Why? Because I don’t believe the Linux desktop will ever go mainstream in the “developed” nations of North America and Western Europe. We just have too much experience with Windows. The benefits of moving off Windows (or, in my case, the Mac) are outweighed by the costs. Not dollars-and-cents costs, but productivity costs. It’s not worth $400 to me to switch to an experience that doesn’t work nearly as well (especially since I can get my applications as open source, like OpenOffice, Handbrake, Adium, etc.).

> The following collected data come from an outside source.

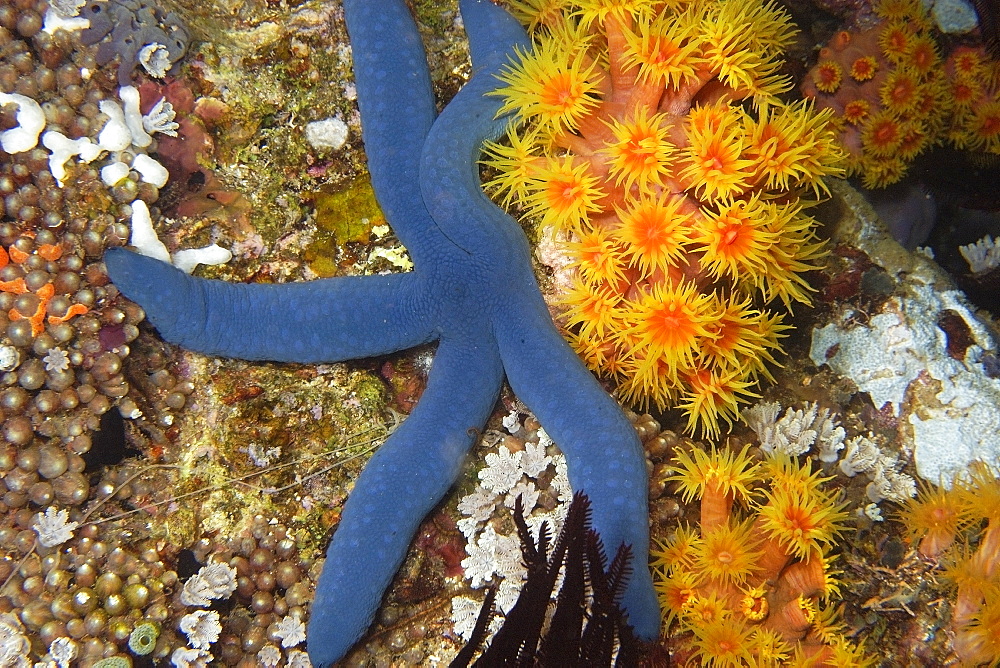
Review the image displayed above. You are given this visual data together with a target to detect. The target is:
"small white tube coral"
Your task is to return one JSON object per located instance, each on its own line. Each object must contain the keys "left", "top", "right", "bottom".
{"left": 179, "top": 610, "right": 222, "bottom": 649}
{"left": 143, "top": 97, "right": 179, "bottom": 137}
{"left": 172, "top": 244, "right": 233, "bottom": 274}
{"left": 32, "top": 507, "right": 79, "bottom": 547}
{"left": 0, "top": 93, "right": 45, "bottom": 153}
{"left": 959, "top": 235, "right": 1000, "bottom": 275}
{"left": 129, "top": 200, "right": 171, "bottom": 264}
{"left": 42, "top": 131, "right": 103, "bottom": 186}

Funny you should mention that. I recently tried to switch my old Dell laptop back from Linux to Windows. My primary laptop is Linux but I found I needed a Windows desktop for testing the binary versions of the APP Test Client. Anyway, tried is the operative word, as I had misplaced the original Dell disks and tried to use a full off the shelf version of Windows XP Pro, which completely and utterly failed to find ethernet and wi-fi drivers. Of course, failing to find those drivers means that I would have to find, download and burn those drivers onto a CD on another computer to load them onto the Dell. This is the same machine that I installed Ubuntu onto over a year ago, and back then Ubuntu effortlessly found drivers for the both ethernet and wi-fi during the initial install. Compare that to the Vista experience and we may be reaching a tipping point, at least as far as drivers are concerned.
Oh yeah, as for Windows, I eventually gave up and installed TightVNC on my kids Windows desktop and used that remotely from Linux.